Computed Tomography (CT) Diagnosis of COVID-19 using Supervised Learning

#python #binaryclassification #machinelearning #deeplearning

During the Corona Virus outbreak, CT(Computed Tomography) is widely used for diagnosing COVID-19 patients. Due to many privacy concerns the CT images are not publicly available to implement Machine Learning and Deep Learning techniques for research and development of the AI-enabled algorithms to classify the CT images. To address this problem some researchers has created an open source dataset COVID- CT, which consists of 349 COVID-19 diagnosed CT images from 216 patients and 397 Non COVID-19 CT images. The usage of this dataset is confirmed by the senior Radiologist who has been treating and diagnosing COVID-19 patients since the outbreak of the novel Corona Virus. We also performed Machine Learning models like K-Nearest Neighbours, Support Vector Machine, Logistic regression and Deep Learning techniques like Convolutional Neural Network on the dataset to diagnose COVID-19.
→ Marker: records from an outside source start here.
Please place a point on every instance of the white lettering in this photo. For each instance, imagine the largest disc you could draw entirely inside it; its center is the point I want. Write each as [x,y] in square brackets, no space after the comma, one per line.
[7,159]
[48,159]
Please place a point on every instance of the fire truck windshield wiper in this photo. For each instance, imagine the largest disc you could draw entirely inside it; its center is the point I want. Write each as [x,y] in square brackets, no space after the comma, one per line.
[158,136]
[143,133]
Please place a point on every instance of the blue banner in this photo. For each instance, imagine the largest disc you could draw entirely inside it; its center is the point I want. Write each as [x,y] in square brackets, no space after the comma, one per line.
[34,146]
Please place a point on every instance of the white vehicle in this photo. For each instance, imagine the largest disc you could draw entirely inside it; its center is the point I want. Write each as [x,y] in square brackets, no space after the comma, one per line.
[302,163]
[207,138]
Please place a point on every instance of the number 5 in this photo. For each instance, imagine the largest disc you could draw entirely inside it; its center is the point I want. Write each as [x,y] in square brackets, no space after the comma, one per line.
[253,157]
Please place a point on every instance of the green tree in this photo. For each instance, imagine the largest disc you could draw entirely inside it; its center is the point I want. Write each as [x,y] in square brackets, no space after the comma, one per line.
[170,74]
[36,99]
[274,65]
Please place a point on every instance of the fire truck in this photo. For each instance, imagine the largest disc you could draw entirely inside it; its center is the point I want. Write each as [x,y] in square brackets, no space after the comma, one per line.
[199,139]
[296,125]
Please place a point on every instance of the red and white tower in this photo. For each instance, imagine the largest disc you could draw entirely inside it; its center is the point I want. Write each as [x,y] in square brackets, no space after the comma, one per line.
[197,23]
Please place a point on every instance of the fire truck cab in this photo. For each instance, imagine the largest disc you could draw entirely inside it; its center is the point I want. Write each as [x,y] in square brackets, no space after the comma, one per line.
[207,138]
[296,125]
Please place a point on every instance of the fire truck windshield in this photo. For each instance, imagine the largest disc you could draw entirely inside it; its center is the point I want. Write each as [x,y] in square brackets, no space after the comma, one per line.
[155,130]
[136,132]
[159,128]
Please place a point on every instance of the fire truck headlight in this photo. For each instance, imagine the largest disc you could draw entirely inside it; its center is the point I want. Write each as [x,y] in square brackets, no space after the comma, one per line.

The number of CT-Covid and CT-Non Covid images available publicly were only 349 and 397. There are so many images that are available online in various database repositories but due to so many restrictions imposed by the hospitals we were unable to retrieve the images. So, to train the CNN or Machine Learning model we used Data Augmentation to generate all kind of possible images from a pre-defined training set. This helps the model to not overfit and to produce high accuracy score by training under all possible scenarios. Initially we used Machine Learning models like K-Nearest Neighbours (KNN), Support Vector Machines (SVM), Logistic Regression, Decision Trees etc but these models failed to produce high accuracy even after performing Hyper parameter tuning. The KNN model produced a highest accuracy score of 64% when k=7 and distance metric is Manhattan. The Logistic Regression achieved a highest accuracy score of 60% when we set the hyper-parameter number of iterations to 1000. The SVM algorithm achieved a accuracy score of 63% and finally the Decision Trees failed to execute in the allowed time because the size of each input image is 480x480, there are nearly 2000 images so the model failed to create decision trees in the allowed time complexity.
Finally we have implemented the CNN model by loading all the original and generated images, then all the images are re- scaled to same shape because each image has different size and then the images are appended with the labels(0 for Non-Covid and 1 for Covid). After labelling the images we have split and shuffled the images for training(80%) and testing(20%) the CNN model.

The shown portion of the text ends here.